Differentiating both sides of this equation with respect to time t, we get:

sec²(θ) * dθ/dt = (dy/dt)/x [using the chain rule]

Now we can solve for dθ/dt by substituting the given values: dy/dt = 140 ft/min, x = 500 ft, and y = 500 ft:

sec²(θ) * dθ/dt = (140 ft/min) / 500 ft
dθ/dt = (140 ft/min) / (500 ft * sec²(θ))

To find the angle θ, we can use the trigonometric identity:

sin(θ) = y / √(x² + y²)

Substituting the given values: x = 500 ft and y = 500 ft, we have:

sin(θ) = 500 ft / √(500 ft)²
sin(θ) = 500 ft / √(500 ft)²
sin(θ) = 500 ft / 500 ft
sin(θ) = 1

Since θ is the angle of a right triangle, sin(θ) = 1 when θ = 90°.

Plugging this back into the equation for dθ/dt, we have:

dθ/dt = (140 ft/min) / (500 ft * sec²(90°))
= (140 ft/min) / (500 ft * 1)
= (140 ft/min) / 500 ft

Finally, simplifying gives us:

dθ/dt = 0.28°/min

Therefore, the angle of inclination of the observer's line of sight is increasing at a rate of approximately 0.28° per minute when the balloon is exactly 500 feet above the ground.

To find the rate at which the angle of inclination of the observer's line of sight is increasing, we can use trigonometry and related rates.

Let's denote:
- The distance between the observer and the balloon as "x" (in feet).
- The height of the balloon above the ground as "y" (in feet).

We are given that the balloon is 500 feet away from the observer (x = 500 feet) and that it is rising vertically at a rate of 140 feet per minute (dy/dt = 140 ft/min).

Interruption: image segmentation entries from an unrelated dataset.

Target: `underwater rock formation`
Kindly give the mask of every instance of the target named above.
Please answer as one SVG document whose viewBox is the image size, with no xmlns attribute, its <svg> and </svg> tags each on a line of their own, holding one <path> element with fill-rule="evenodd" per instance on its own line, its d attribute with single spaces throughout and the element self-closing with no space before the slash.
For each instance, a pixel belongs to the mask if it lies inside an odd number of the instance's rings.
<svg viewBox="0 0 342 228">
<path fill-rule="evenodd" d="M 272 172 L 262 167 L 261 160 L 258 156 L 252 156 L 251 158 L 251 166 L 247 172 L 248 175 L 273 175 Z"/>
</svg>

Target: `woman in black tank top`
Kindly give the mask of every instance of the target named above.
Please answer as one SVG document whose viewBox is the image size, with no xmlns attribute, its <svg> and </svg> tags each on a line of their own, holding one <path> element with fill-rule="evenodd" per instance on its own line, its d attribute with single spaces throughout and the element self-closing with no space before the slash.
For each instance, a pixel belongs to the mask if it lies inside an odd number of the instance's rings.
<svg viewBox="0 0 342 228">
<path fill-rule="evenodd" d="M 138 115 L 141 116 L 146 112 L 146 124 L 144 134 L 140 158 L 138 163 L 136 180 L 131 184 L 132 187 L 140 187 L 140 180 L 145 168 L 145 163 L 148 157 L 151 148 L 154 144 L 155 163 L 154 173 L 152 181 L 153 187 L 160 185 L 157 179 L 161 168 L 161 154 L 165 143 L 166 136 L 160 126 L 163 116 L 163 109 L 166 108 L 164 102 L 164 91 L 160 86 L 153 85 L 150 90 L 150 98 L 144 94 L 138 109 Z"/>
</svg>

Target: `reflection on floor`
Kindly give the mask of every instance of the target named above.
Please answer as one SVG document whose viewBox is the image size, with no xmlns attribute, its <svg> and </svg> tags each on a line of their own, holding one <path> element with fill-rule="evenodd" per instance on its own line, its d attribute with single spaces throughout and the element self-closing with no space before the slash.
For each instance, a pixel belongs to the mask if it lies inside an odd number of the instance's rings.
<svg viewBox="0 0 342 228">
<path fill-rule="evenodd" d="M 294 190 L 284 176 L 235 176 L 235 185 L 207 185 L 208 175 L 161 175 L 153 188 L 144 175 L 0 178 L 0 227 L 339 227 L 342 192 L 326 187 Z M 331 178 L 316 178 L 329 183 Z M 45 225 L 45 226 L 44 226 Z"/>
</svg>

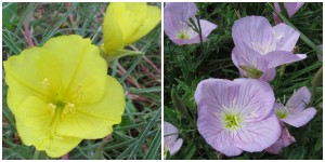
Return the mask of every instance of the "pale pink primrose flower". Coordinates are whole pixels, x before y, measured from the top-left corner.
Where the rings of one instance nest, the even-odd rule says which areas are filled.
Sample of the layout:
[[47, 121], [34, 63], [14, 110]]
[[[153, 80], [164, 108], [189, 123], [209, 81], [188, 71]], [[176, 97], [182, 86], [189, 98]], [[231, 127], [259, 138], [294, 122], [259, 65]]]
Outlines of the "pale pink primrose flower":
[[280, 138], [272, 146], [265, 149], [266, 152], [273, 154], [280, 154], [283, 148], [296, 141], [295, 137], [290, 135], [288, 127], [282, 121], [280, 123], [282, 125], [282, 133]]
[[182, 147], [183, 139], [179, 137], [179, 130], [170, 124], [169, 122], [164, 121], [164, 153], [166, 156], [169, 151], [170, 156], [176, 154]]
[[307, 57], [291, 52], [299, 35], [284, 23], [272, 27], [265, 17], [243, 17], [232, 28], [235, 43], [232, 60], [242, 76], [271, 81], [277, 66]]
[[[298, 10], [303, 5], [304, 2], [286, 2], [284, 3], [284, 6], [288, 13], [289, 17], [292, 17]], [[281, 13], [281, 8], [278, 2], [274, 2], [274, 9], [277, 13]], [[276, 15], [276, 13], [273, 13], [273, 18], [275, 21], [275, 24], [282, 23], [281, 18]]]
[[[323, 51], [323, 44], [317, 45], [317, 48]], [[317, 58], [318, 58], [318, 60], [323, 62], [323, 55], [317, 54]]]
[[[191, 24], [190, 18], [196, 23], [196, 11], [197, 8], [193, 2], [166, 3], [164, 9], [164, 29], [173, 43], [183, 45], [200, 42], [199, 35], [188, 26]], [[199, 24], [203, 40], [206, 41], [210, 32], [217, 28], [217, 25], [205, 19], [199, 19]]]
[[207, 79], [197, 85], [195, 100], [198, 132], [227, 157], [262, 151], [281, 135], [273, 90], [262, 80]]
[[277, 118], [295, 127], [306, 125], [316, 113], [314, 107], [308, 107], [311, 98], [310, 91], [302, 86], [288, 99], [286, 106], [283, 104], [274, 104], [274, 111]]

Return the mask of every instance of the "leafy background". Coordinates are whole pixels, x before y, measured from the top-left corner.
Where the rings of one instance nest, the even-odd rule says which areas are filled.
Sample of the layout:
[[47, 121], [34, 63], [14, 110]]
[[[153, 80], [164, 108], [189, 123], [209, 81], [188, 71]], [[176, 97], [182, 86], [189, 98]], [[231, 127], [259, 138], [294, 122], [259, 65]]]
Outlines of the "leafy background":
[[[160, 3], [151, 3], [158, 5]], [[69, 5], [69, 6], [68, 6]], [[102, 23], [108, 3], [2, 3], [2, 60], [28, 48], [24, 22], [35, 45], [62, 35], [80, 35], [93, 44], [103, 43]], [[130, 48], [145, 55], [114, 62], [108, 75], [127, 92], [122, 122], [108, 141], [82, 140], [69, 159], [160, 159], [160, 24]], [[5, 72], [2, 68], [2, 78]], [[35, 148], [22, 144], [15, 120], [6, 105], [8, 86], [2, 79], [2, 159], [32, 159]], [[51, 159], [41, 152], [42, 159]]]
[[[313, 106], [316, 116], [304, 126], [289, 127], [296, 143], [285, 148], [282, 154], [266, 152], [244, 152], [238, 157], [225, 157], [213, 150], [200, 136], [196, 127], [196, 104], [194, 92], [199, 81], [207, 78], [233, 80], [239, 77], [237, 68], [231, 59], [234, 48], [231, 28], [234, 21], [247, 15], [266, 17], [274, 26], [272, 16], [273, 3], [196, 3], [200, 17], [218, 25], [209, 40], [202, 48], [198, 44], [178, 46], [165, 35], [164, 48], [164, 120], [180, 130], [184, 143], [181, 150], [167, 159], [323, 159], [323, 85], [316, 87]], [[304, 3], [292, 16], [290, 23], [304, 33], [313, 43], [323, 43], [323, 4]], [[287, 65], [285, 75], [278, 73], [271, 82], [276, 98], [286, 100], [296, 89], [308, 86], [316, 71], [323, 66], [316, 53], [301, 39], [295, 53], [304, 53], [307, 58]], [[278, 68], [280, 71], [280, 68]]]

We want to find the rate at which the angle of inclination (θ) of the observer's line of sight is increasing when the balloon is exactly 500 feet above the ground (dy/dt when y = 500 ft).

We can form a right triangle with the observer at its vertex, the ground directly below the balloon, and the line of sight as the hypotenuse. The height of the triangle is y, the base is x, and the hypotenuse is the line of sight. By using trigonometry, we can relate these quantities:

tan(θ) = y / x

Now, we need to differentiate this equation implicitly with respect to time (t):

d(tan(θ)) = (d(y) / dt * x - y * d(x) / dt) / x^2

The right side simplifies to:

d(tan(θ)) = (dy - y * dx) / x^2

Now, we substitute the given values and known rates:

d(tan(θ)) = (140 - 500 * 0) / 500^2
d(tan(θ)) = 0.00056 rad/min

Therefore, the rate at which the angle of inclination of the observer's line of sight is increasing when the balloon is 500 feet above the ground is approximately 0.00056 radians per minute.